The Volkswagen Group is dealing with an enormous process of change. In this context, The “Futures of Mobility” project, which involves all the Group’s brands, points the long-term way.
No one can tell the future. However, by analysing 2,000 research papers and by considering the customers’ points of view in their respective environments, it is possible to get an idea of things to come. “Futures of Mobility” does exactly this through a network of experts who meet up on a regular basis – the so-called “Future Heads”. In other words, it assists the Volkswagen Group and its brands in the way towards the future. Or rather, “futures”, plural. The participants have been called on to imagine and plan out different possible scenarios, rather than working on a unique, large-scale vision which could miss the point.

The project involves the Group and Brands transversely. Leaving the sectoral mentality aside and adopting an approach which focuses on customers’ actual habits, the “Future Heads” analyse different situations, define the points of contact between them and the brand for which they work, and describe the added value in a future context.

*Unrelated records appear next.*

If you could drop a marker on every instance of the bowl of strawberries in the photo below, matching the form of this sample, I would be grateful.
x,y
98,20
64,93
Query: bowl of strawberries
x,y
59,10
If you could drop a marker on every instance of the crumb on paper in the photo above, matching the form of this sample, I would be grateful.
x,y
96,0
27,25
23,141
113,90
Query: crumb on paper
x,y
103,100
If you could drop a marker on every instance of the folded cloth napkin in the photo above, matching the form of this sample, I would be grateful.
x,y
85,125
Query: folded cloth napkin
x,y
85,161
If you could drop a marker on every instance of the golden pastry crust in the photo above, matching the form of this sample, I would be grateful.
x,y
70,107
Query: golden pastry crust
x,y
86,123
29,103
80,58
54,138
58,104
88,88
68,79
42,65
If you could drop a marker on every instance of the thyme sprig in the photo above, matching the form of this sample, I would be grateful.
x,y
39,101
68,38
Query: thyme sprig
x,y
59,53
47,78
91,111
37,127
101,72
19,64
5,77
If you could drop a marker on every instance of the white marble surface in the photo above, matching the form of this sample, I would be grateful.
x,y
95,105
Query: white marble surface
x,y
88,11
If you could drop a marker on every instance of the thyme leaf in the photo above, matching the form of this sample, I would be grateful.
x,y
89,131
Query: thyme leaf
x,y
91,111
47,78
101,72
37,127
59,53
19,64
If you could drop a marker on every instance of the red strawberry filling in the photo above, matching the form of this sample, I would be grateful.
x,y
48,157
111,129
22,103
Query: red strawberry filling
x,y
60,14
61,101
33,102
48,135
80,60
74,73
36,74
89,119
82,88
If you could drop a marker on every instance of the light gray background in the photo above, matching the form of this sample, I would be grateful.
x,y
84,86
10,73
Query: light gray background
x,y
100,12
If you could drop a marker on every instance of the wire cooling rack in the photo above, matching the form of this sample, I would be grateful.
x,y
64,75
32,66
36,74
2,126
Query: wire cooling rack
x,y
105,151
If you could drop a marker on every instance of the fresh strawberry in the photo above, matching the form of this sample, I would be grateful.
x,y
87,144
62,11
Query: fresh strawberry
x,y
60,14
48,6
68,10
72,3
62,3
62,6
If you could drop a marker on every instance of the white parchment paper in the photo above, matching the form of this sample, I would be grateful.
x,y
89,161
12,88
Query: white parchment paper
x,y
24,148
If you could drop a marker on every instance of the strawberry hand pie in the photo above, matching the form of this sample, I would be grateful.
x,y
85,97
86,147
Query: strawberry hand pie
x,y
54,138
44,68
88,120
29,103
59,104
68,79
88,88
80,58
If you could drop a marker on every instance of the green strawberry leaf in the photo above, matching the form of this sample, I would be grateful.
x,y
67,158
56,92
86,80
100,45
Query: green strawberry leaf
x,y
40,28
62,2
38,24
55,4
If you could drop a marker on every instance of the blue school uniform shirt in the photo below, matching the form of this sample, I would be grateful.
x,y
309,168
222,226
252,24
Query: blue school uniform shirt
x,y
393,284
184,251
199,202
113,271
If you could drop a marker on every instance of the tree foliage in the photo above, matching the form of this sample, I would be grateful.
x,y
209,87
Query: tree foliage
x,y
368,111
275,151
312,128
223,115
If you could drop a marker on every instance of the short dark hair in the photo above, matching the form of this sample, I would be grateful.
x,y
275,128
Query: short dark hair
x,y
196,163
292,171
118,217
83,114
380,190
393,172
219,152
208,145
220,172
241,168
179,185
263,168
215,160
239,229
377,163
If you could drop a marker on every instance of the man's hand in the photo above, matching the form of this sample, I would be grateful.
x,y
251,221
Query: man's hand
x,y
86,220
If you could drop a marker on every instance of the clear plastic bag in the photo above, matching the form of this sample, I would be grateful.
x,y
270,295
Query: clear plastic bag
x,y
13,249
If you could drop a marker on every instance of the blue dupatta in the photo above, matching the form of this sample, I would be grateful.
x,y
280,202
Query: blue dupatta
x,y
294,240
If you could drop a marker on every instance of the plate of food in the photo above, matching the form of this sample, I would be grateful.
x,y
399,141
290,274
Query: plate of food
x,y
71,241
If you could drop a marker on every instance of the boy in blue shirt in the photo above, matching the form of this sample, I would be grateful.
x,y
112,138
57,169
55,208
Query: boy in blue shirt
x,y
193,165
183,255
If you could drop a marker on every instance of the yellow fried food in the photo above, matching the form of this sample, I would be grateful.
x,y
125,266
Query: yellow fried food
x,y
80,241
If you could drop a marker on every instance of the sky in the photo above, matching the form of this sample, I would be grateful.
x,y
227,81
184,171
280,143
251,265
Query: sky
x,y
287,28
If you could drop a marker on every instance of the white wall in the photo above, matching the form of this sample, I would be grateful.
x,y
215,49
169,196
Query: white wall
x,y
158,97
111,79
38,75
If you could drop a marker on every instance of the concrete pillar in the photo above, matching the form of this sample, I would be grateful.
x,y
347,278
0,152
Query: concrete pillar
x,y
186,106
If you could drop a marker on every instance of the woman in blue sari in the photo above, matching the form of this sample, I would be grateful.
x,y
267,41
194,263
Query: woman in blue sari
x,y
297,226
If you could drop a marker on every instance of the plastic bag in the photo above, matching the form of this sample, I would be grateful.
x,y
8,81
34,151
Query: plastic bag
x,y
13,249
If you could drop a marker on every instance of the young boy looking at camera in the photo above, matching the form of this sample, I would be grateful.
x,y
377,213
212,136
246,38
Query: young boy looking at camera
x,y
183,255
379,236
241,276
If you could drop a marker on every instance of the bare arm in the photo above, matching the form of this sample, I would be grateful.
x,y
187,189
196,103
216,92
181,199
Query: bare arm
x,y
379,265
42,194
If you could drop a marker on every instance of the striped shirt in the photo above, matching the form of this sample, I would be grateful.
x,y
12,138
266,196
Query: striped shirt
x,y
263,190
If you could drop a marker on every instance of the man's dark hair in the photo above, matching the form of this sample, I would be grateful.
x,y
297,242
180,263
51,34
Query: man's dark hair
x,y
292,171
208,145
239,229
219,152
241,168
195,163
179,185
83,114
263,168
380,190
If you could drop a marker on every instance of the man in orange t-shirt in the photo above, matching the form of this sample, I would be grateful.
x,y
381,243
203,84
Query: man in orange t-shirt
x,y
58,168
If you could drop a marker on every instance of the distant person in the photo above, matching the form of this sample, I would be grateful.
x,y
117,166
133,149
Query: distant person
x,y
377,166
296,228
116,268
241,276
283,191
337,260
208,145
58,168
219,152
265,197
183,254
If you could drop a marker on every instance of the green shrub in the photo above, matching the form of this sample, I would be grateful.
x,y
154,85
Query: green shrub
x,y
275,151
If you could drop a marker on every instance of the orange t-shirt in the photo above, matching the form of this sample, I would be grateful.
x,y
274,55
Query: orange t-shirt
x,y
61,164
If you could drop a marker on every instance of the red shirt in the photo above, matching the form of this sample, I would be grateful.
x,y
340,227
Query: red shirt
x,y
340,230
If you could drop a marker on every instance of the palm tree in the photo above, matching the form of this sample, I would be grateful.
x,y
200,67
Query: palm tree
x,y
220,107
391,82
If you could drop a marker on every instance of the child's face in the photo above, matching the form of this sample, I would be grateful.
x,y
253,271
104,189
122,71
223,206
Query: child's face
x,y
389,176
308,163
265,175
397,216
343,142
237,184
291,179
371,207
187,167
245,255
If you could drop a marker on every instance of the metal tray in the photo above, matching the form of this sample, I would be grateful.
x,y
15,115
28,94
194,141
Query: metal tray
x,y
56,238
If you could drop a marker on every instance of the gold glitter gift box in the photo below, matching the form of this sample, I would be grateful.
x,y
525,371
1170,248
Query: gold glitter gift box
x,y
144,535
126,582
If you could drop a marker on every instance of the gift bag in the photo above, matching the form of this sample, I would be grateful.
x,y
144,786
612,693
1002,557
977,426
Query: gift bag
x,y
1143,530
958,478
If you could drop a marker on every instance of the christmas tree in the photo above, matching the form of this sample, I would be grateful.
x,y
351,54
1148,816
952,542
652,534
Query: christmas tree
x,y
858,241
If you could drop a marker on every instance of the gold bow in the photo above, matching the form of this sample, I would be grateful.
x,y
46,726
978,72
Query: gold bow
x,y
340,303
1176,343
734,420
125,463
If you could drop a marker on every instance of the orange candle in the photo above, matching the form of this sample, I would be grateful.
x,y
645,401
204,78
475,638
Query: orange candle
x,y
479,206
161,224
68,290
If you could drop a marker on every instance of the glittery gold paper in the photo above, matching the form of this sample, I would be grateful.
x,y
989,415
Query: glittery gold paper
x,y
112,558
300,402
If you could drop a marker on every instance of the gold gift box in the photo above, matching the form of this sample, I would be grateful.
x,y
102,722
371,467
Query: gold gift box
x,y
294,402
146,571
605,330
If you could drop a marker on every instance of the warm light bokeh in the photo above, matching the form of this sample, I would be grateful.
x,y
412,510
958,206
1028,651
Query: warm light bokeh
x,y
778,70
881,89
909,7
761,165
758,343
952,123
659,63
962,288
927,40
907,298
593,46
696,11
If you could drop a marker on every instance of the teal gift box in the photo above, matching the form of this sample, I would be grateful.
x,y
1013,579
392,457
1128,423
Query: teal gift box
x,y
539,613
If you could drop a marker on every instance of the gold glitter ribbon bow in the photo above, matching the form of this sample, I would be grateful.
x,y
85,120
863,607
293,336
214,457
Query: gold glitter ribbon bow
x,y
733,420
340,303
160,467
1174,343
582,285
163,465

This exercise has, so far, led to the identification of four different scenarios which, due to practical considerations, have been associated with the same number of different cities or regions: Beijing, San Francisco, Mumbai and eastern Saxony. They are representative examples to describe many situations all over the world. New forms of transport, ever-greater connectivity and integrated mobility solutions: these are the main future challenges for the Volkswagen Group.

The “Future Heads”
Designers, engineers, specialists in the IT, HR and sales sectors: a team made of over 250 people from all brands and departments of the Volkswagen Group. The “Future Heads” set themselves apart with their open-mindedness towards innovation and their desire to shape the future in a concrete manner, and they are working on developing new ideas for the mobility of tomorrow. They debate and compare ideas on apps, interfaces, digital ecosystems and devices; autonomous, electric, vertical and multimodal mobility; traffic management and connectivity. They conduct detailed research on current and future technological trends, as Axel Heinrich, Head of Volkswagen Group Research, explains: “2030 may seem a long way away, but it isn’t really. We need to organise ourselves now to be ready for tomorrow. We have previously been accustomed to planning seven years ahead, but that is no longer sufficient. The work we are moving forward with today will form the basis for our future research”.